I recently read somewhere in ancient India, whenever you took something from earth you said a prayer to Mother Earth that whatever you take grows back and enriches the biosphere. Just compare that with what is happening now. Human civilization has become a group of exploiters, digging ever deeper into earth to keep their greedy lifestyle going - from iron and oil to natural gas and even heat! Someone who is accustomed to the many economic theories and geological sciences will ask, what is wrong with that? The only trouble, they would argue, is that we may run out of many resources such as iron and oil, but we can either dig deeper or even spread our search to the neighbouring planets in the solar system.
The only problem with that argument is that we don't recognize earth and even the whole Universe as a living entity, which feels and reacts to changes around them. Such a shift in our viewpoint would mean a lot: for example, if we think of Earth as a living being much like us, it would follow that we are just robber barons trying to loot whatever she has. But if you advance the logic further, we could say we are staying on Mother Earth and enjoying whatever she offers us. In that case, we need to be gracious guests and not parasites. Because if we observe Nature, we can see that in most cases it is only a matter of time before an host organism gets tired of creatures in a mutualism, or symbiotic relationship, that turn parasites and kick them out.

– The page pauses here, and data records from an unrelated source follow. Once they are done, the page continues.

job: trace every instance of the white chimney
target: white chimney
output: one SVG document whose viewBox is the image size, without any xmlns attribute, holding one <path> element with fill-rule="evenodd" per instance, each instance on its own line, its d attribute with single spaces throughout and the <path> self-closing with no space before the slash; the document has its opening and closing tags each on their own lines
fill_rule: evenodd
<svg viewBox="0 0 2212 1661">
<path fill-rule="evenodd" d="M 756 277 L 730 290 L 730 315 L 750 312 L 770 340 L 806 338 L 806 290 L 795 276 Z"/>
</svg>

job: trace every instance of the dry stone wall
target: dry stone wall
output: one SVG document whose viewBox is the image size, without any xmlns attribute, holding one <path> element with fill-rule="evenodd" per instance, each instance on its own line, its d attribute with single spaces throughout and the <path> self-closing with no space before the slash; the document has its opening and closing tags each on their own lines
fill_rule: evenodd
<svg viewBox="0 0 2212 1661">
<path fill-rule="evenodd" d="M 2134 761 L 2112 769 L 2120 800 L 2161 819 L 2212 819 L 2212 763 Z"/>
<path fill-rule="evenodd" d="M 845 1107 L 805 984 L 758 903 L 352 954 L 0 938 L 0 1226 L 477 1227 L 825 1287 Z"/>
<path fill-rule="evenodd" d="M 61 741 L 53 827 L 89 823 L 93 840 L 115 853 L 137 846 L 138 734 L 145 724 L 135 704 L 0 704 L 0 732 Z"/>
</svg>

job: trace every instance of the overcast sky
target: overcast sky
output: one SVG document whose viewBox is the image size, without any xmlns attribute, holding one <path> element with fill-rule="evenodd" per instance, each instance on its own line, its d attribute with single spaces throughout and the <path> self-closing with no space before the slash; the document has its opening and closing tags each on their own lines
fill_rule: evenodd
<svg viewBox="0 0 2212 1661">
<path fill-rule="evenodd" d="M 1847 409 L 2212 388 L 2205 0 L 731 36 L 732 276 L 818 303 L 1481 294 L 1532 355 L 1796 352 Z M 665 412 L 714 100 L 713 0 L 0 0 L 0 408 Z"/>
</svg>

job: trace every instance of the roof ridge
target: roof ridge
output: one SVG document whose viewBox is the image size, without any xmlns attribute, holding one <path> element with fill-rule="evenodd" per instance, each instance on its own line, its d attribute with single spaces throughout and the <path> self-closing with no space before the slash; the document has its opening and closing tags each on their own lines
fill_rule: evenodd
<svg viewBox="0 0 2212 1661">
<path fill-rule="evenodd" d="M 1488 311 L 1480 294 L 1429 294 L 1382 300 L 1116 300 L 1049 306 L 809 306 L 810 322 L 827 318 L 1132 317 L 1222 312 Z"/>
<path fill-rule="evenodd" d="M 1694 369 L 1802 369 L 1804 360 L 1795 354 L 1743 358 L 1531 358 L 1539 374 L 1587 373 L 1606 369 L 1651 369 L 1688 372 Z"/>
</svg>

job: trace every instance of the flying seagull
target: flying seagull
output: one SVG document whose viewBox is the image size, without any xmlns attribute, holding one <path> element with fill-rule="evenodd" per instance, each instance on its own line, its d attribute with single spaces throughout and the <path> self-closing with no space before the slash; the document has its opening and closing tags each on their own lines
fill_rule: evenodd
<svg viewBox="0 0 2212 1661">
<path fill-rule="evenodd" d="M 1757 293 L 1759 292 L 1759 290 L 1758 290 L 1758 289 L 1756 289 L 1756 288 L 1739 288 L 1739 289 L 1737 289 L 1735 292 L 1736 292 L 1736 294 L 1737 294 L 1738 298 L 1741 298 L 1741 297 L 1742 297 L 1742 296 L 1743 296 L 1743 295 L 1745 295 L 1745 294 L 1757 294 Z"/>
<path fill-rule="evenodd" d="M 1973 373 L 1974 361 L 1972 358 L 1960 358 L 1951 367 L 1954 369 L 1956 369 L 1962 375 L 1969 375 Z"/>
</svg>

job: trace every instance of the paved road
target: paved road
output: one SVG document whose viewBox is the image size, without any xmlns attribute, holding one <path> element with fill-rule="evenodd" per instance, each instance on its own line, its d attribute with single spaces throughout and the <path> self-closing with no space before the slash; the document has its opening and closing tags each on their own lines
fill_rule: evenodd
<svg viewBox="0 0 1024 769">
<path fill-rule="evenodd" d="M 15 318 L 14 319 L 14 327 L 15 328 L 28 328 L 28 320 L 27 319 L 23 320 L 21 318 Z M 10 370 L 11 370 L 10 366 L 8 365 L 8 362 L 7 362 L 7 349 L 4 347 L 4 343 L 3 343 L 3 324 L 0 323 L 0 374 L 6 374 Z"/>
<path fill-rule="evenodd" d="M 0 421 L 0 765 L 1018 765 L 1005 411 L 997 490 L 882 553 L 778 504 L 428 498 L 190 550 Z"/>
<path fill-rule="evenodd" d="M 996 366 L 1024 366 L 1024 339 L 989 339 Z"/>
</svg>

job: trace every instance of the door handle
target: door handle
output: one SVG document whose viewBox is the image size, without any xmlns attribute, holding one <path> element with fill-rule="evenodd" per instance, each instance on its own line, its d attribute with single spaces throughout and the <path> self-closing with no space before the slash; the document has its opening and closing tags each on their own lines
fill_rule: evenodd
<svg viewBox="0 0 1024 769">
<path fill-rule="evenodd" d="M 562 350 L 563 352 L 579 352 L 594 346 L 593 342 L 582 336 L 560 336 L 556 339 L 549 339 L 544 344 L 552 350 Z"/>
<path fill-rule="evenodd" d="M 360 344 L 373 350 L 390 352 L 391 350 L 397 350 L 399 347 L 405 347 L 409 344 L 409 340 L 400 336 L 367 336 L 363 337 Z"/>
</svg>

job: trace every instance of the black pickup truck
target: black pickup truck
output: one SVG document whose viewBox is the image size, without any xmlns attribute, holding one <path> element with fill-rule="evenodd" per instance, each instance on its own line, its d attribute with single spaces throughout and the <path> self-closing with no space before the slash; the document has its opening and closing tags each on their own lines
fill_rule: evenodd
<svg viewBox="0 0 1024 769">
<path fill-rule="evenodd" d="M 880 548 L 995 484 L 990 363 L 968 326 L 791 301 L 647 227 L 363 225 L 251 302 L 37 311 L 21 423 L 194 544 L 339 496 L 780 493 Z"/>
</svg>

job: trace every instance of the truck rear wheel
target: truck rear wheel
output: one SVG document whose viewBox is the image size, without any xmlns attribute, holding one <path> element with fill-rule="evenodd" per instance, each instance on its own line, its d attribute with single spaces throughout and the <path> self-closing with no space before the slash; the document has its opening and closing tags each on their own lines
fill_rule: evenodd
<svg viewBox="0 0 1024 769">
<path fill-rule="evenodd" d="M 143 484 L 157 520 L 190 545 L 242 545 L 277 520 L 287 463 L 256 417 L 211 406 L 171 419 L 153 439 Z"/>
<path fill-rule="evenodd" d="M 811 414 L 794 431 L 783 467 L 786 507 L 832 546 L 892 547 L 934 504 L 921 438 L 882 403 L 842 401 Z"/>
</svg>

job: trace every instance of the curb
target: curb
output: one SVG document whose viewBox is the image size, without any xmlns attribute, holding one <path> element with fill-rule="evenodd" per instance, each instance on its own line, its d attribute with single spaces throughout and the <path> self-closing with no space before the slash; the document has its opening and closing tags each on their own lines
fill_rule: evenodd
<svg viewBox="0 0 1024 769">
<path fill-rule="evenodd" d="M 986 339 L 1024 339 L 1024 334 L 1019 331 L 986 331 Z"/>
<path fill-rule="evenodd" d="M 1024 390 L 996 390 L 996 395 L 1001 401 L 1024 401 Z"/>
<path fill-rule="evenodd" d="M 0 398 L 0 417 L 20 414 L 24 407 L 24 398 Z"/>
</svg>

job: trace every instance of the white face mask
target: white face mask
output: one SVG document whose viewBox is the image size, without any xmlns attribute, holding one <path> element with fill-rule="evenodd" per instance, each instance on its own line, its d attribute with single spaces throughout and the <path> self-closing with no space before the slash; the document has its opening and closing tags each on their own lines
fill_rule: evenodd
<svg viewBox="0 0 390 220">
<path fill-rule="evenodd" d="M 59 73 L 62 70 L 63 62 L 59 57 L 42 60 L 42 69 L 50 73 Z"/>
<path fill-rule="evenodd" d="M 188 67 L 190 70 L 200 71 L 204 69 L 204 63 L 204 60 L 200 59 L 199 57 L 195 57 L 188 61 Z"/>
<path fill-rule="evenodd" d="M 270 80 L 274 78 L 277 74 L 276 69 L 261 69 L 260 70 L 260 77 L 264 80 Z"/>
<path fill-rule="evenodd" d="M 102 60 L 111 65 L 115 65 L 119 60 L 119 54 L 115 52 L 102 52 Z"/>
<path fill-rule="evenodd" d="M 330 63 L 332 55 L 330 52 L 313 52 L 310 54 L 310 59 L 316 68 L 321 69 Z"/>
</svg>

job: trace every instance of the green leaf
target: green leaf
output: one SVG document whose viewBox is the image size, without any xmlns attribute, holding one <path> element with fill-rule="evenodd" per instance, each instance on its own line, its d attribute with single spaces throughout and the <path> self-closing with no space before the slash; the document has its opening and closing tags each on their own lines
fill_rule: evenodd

We have turned parasites from guests, and we are plundering our host. But we forget that our host is immensely more powerful than all of us combined. If she just shakes her coat a bit violently, all of us will be no more! We are plundering on merrily as if there is no tomorrow. And we have created so-called sciences to backstop our greed. How long can this continue?
Every day, when I see the destruction around me cause in the name of development, I wonder where all this is going to end. I pray to the Himalayan masters, Divine Mother and Mother Earth to protect us from any calamities that are coming our way, and to show us the right path forward.